Mohammed Albakry and Patsy Hunter Hancock's "Code Switching in Ahdaf Soueif's The Map of Love" (2008) ends with this paragraph:
"In the tradition of prominent postcolonial writers (e.g. Chinua Achebe,Wole Soyinka, Salman Rushdie, Raja Rao, to name a few), Soueif seems to push the frontiers of the English language so as to express and simulate the multicultural experience of her characters. She uses code switching, particularly lexical borrowing and transferring from Arabic, as a way of finding a ‘new English’, a language between two languages. This mixed new English seeks to encompass both her new home and ancestral home in order to enable her to participate in both worlds. The hybrid English, then, could become a means by which bilingual writers are able to preserve their cultural identity and capture its flavor while at the same time writing about it in the dominant language."

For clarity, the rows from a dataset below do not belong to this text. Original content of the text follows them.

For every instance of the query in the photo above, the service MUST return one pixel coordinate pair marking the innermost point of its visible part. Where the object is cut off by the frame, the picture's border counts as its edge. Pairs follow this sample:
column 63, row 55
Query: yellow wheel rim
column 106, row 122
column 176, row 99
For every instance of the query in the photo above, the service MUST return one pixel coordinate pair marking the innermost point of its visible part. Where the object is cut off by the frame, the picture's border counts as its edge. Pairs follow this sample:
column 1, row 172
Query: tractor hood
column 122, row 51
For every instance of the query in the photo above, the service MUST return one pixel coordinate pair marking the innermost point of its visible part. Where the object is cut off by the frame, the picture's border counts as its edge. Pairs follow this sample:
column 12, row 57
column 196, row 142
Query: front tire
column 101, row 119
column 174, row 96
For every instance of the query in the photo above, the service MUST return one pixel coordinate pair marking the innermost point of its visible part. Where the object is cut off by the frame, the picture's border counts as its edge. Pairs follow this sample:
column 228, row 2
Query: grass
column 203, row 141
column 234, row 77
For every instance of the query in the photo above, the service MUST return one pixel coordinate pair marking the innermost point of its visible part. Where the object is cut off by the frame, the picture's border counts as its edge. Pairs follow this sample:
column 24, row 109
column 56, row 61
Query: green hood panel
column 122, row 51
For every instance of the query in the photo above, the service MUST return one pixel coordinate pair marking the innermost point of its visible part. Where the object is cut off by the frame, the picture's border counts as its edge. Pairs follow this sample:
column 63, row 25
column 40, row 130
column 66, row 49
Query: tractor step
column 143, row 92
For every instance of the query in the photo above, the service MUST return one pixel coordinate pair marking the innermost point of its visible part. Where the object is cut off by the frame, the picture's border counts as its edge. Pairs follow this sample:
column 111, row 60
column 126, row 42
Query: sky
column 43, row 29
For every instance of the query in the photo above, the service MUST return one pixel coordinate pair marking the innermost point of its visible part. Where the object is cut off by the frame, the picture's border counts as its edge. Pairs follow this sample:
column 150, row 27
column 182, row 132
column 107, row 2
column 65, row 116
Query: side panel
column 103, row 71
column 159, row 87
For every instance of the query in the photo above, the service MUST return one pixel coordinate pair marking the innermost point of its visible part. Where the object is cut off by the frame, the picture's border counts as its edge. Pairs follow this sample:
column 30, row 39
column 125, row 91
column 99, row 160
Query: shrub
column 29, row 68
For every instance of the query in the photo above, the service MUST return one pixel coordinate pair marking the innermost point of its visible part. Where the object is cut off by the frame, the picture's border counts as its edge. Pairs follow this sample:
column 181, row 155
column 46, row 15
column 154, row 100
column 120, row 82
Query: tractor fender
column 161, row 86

This description could apply to most multilingual writers, except obviously to those that do not live in two cultures but only in two (or more) languages (such as those that do not leave their land of birth but nevertheless use more than their mother tongue). Similar linguistically-heavy work could and should be done on writers forced by colonization or other historical circumstance to live in two language worlds without necessarily wanting to "participate" in another geographical or national world. For example, I do not think Nick Joaquin seriously wanted to live in Spain and from his writings clearly had nothing but disdain for the USA, yet his being born into the Spanish language and growing up in Tagalog but writing in English surely cannot be explained away by a desire to participate in two or more worlds. Linguists have much to learn from literary critics.